I giudici elvetici hanno argomentato che “l’origine delittuosa dei valori patrimoniali è probabile ma non manifesta, cosicché una restituzione anticipata all’Italia è esclusa”. Inoltre, dal momento che la legge "Salva Ilva" prevede il loro impiego per la sottoscrizione di obbligazioni da parte dell'azienda di Taranto, considera che i “beni patrimoniali sarebbero così sostituiti da titoli che non sarebbero equivalenti ma probabilmente spogliati di tutto il loro valore o con un valore ampiamente inferiore”.

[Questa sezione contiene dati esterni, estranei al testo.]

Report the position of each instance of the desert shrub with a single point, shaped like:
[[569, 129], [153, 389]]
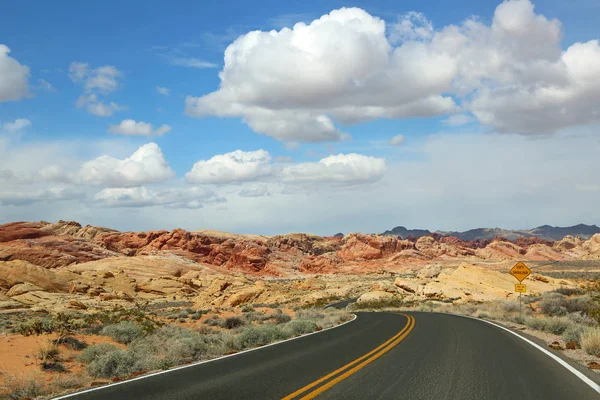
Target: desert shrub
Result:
[[92, 352], [71, 343], [553, 304], [183, 314], [258, 336], [48, 352], [569, 291], [539, 324], [281, 317], [214, 321], [36, 326], [393, 302], [70, 381], [557, 325], [583, 319], [168, 346], [590, 341], [123, 332], [196, 316], [25, 387], [299, 327], [112, 364], [233, 322], [573, 334]]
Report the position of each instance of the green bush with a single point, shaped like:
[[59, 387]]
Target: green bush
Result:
[[299, 327], [123, 332], [557, 325], [573, 334], [590, 341], [93, 352], [112, 364], [247, 308], [553, 304], [233, 322], [258, 336]]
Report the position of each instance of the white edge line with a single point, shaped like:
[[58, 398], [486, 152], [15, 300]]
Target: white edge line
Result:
[[197, 363], [556, 358]]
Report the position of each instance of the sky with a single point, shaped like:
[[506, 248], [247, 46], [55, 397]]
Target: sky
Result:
[[272, 117]]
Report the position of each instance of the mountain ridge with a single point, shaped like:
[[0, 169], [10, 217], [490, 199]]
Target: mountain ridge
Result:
[[546, 232]]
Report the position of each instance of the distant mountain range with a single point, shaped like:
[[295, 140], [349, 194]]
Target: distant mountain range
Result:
[[543, 232]]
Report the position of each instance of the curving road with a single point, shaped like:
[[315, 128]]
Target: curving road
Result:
[[377, 356]]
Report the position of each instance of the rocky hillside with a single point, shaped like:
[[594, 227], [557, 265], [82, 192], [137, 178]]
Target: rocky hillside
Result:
[[545, 232], [61, 265]]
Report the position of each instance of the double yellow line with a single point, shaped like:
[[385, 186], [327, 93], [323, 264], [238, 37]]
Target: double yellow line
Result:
[[366, 359]]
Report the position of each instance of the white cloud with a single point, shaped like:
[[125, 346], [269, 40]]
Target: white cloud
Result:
[[162, 90], [397, 140], [27, 197], [96, 81], [255, 191], [18, 125], [132, 128], [14, 77], [191, 198], [146, 165], [240, 166], [298, 83], [458, 120], [102, 79], [45, 85], [97, 107], [237, 166], [411, 26]]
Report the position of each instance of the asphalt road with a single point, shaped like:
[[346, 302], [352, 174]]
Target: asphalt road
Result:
[[430, 356]]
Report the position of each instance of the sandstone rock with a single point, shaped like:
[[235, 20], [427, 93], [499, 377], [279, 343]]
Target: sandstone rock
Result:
[[406, 285], [246, 295], [22, 288], [383, 286], [76, 304], [429, 272], [78, 287], [375, 296]]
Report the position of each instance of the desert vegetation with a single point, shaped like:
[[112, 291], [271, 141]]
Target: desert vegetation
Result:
[[136, 341]]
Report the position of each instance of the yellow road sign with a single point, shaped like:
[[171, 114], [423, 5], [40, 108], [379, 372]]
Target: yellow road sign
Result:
[[520, 271]]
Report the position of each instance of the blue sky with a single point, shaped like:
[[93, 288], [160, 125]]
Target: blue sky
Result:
[[451, 93]]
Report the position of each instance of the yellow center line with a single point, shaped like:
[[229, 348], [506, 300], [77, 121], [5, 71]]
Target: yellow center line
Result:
[[393, 341]]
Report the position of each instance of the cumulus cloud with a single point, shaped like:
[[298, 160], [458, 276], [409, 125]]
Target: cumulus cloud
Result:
[[240, 166], [16, 126], [146, 165], [299, 83], [45, 85], [341, 168], [397, 140], [163, 90], [255, 191], [27, 197], [132, 128], [96, 81], [14, 77], [237, 166], [192, 198]]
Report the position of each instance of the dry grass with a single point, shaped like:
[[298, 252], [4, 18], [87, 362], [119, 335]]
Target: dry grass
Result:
[[590, 341]]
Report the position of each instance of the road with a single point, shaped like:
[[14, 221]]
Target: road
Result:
[[417, 356]]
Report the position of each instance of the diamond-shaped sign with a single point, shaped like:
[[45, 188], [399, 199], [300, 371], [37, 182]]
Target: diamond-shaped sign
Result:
[[520, 271]]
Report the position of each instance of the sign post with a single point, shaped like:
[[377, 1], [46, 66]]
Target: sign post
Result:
[[520, 271]]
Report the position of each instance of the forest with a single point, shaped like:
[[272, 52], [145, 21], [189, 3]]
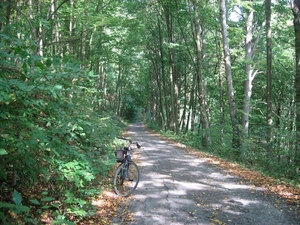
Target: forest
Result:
[[220, 76]]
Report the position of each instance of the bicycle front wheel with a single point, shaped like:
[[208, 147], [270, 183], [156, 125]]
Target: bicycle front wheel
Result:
[[126, 179]]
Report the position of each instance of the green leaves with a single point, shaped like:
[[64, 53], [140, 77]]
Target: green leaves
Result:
[[3, 151]]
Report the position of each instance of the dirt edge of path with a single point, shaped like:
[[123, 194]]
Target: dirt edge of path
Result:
[[284, 190]]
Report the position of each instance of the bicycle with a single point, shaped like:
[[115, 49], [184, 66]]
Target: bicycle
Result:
[[127, 175]]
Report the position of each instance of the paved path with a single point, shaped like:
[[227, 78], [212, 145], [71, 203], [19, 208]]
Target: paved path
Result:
[[176, 188]]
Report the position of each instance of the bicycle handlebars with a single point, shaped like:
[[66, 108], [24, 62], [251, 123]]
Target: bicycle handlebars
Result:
[[130, 141]]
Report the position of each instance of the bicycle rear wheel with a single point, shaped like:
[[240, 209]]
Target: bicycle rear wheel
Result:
[[125, 184]]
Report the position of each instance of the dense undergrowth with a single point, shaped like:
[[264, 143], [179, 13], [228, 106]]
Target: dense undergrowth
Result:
[[56, 147]]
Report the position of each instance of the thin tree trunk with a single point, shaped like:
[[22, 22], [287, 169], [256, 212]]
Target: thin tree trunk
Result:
[[201, 86], [230, 90], [269, 76], [296, 12]]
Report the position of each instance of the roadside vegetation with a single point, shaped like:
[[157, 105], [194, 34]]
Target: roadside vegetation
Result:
[[71, 73]]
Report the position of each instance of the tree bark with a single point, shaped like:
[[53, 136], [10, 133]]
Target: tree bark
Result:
[[296, 12], [269, 76], [201, 86], [230, 90]]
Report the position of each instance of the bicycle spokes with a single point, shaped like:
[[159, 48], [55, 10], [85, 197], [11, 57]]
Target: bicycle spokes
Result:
[[126, 179]]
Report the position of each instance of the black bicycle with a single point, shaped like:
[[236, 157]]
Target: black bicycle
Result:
[[127, 175]]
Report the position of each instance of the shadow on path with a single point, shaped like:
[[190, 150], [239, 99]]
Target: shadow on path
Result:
[[177, 188]]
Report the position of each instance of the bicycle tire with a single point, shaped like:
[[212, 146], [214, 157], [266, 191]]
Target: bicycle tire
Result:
[[124, 187]]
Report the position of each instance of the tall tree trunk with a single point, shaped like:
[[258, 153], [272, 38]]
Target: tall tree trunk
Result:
[[172, 72], [296, 12], [230, 90], [249, 72], [201, 86], [269, 76], [163, 75]]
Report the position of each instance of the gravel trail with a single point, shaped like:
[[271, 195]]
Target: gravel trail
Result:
[[177, 188]]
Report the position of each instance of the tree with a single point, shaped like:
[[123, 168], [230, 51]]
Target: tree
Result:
[[230, 90], [296, 13], [269, 74]]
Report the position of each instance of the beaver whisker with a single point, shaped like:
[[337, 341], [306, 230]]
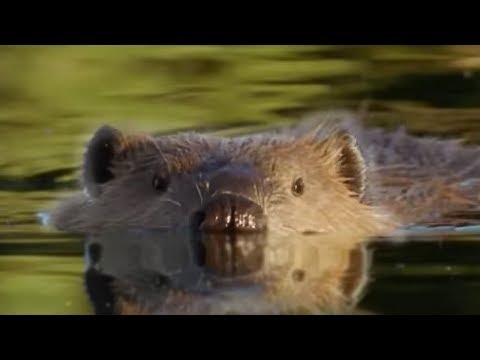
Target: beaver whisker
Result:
[[199, 193]]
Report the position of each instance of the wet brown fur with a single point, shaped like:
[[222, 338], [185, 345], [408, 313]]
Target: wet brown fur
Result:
[[362, 182]]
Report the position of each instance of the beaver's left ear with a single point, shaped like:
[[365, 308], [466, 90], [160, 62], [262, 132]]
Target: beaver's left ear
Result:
[[343, 154], [110, 153]]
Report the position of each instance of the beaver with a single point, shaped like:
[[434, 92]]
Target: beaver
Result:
[[268, 223]]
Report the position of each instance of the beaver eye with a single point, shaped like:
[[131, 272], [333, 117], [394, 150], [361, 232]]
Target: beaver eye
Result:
[[160, 183], [298, 187]]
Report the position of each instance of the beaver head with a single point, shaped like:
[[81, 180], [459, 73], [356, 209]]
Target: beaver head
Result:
[[193, 223]]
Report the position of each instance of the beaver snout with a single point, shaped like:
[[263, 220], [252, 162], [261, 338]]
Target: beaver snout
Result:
[[233, 235], [229, 213]]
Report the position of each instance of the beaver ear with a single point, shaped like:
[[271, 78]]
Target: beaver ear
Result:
[[348, 161], [99, 156]]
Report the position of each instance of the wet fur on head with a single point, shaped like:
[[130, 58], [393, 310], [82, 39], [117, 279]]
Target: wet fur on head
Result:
[[158, 183]]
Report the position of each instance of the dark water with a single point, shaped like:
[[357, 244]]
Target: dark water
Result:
[[52, 98]]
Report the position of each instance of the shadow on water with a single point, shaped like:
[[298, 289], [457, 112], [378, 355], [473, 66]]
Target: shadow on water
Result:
[[430, 90]]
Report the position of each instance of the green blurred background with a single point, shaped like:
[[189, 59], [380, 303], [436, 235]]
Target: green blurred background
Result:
[[53, 97]]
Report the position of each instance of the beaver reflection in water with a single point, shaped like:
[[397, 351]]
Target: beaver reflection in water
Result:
[[267, 223]]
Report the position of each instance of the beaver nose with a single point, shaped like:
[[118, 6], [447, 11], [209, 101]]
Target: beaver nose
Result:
[[232, 213], [233, 236]]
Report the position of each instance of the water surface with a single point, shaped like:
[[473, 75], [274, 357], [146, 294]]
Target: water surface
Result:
[[52, 98]]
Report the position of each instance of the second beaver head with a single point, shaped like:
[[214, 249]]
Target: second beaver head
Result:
[[276, 220]]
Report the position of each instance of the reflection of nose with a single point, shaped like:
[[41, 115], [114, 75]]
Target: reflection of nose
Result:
[[232, 229]]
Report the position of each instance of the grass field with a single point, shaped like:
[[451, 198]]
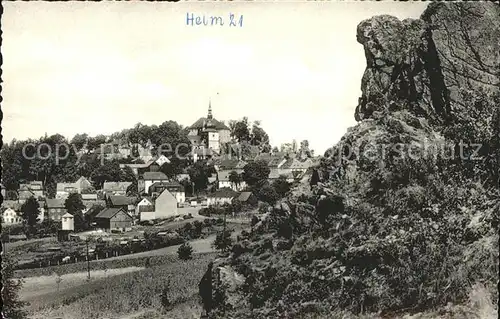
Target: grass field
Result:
[[127, 295]]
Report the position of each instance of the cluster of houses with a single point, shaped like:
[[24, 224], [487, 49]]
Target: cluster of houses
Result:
[[160, 196]]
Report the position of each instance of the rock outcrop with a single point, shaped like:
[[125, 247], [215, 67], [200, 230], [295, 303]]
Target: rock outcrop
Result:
[[383, 232]]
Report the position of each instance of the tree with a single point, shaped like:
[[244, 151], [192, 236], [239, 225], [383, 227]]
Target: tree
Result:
[[223, 240], [235, 178], [79, 140], [74, 204], [199, 173], [185, 251], [281, 186], [132, 190], [127, 174], [240, 130], [30, 210], [12, 306], [109, 172], [256, 172], [266, 193], [95, 142], [259, 136]]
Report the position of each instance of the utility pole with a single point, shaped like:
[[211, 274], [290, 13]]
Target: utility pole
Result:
[[88, 259], [224, 233]]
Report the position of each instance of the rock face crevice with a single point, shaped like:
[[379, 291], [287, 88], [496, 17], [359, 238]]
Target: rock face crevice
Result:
[[403, 69], [381, 234]]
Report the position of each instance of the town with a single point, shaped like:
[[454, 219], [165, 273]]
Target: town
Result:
[[134, 188]]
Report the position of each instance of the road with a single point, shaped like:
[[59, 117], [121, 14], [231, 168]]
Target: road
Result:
[[199, 246]]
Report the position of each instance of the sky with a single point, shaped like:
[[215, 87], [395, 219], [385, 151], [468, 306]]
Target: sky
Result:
[[100, 67]]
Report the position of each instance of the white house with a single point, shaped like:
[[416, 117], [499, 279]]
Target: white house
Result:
[[176, 189], [149, 178], [68, 222], [10, 217], [145, 205], [64, 189], [162, 159], [221, 196], [223, 178]]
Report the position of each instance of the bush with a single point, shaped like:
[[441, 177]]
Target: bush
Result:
[[185, 251], [223, 240]]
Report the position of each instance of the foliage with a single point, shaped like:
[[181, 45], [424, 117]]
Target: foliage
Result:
[[266, 193], [256, 172], [126, 293], [185, 251], [12, 306], [281, 186], [199, 174], [30, 211], [235, 178], [74, 204], [223, 240]]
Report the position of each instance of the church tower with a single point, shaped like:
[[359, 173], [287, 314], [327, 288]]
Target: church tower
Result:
[[211, 131]]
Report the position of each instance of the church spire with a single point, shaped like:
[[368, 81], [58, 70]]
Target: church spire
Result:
[[209, 109]]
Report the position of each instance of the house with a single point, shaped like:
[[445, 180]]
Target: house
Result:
[[55, 209], [223, 180], [115, 188], [162, 159], [10, 217], [30, 189], [89, 204], [165, 205], [174, 188], [127, 203], [146, 204], [150, 166], [16, 206], [221, 196], [114, 218], [68, 222], [295, 166], [64, 189], [247, 198], [276, 173], [149, 178]]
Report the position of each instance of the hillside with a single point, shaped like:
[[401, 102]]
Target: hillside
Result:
[[405, 218]]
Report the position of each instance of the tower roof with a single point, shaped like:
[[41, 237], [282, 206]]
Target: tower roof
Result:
[[209, 116]]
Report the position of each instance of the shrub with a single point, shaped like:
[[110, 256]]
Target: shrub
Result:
[[185, 251]]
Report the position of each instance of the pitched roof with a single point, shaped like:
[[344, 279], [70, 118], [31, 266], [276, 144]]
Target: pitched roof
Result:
[[110, 212], [231, 164], [224, 192], [54, 203], [116, 186], [244, 196], [223, 175], [170, 185], [199, 124], [15, 205], [154, 176], [91, 203], [147, 198], [121, 200]]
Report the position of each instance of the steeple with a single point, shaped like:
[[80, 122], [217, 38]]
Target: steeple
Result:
[[209, 109]]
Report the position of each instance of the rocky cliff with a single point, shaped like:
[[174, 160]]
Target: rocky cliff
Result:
[[396, 223]]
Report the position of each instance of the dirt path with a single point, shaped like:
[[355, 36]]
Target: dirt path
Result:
[[41, 285]]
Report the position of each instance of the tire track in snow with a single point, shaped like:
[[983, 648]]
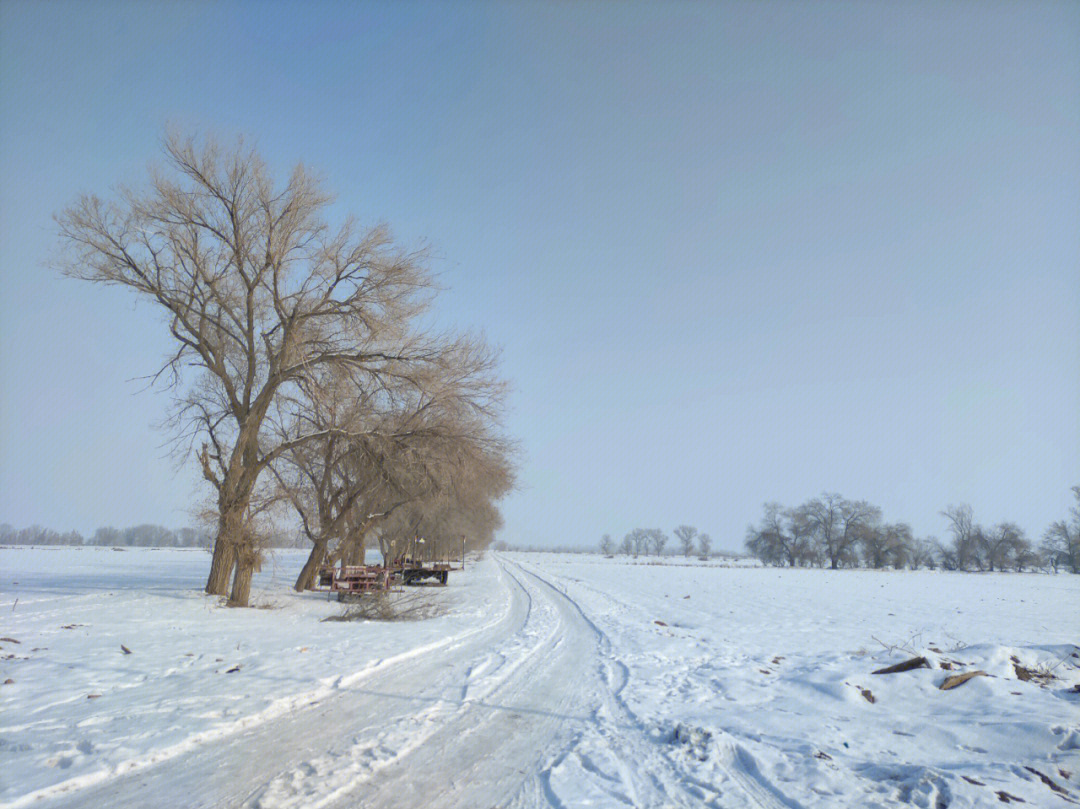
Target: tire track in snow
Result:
[[733, 764]]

La decisione del Tribunale Federale giunge sulla base di un ricorso presentato da due figlie di Emilio Riva. Di fatto questa pronuncia blocca l’esecuzione di importanti opere di risanamento ambientale necessarie per la conformità all’Autorizzazione integrata ambientale (Aia). L’ordinanza del gip milanese Fabrizio D'Arcangelo, che aveva individuato in quel miliardo e 172 milioni di euro una buona risorsa per il risanamento, era stata inoltrata dalla Procura di Milano a quella di Zurigo, che a sua volta aveva dato il suo benestare al rientro del denaro in Italia e aveva notificato il provvedimento alla banca Ubs di Lugano, dove la somma tutt’ora si trova.
Adesso solamente la Procura di Zurigo potrà fare ricorso entro 10 giorni contro la decisione del Tribunale Federale di Bellinzona. Una decisione amara per i tarantini che vedono ogni giorno di più frustrate le loro speranze di convivere con un’industria ecosostenibile.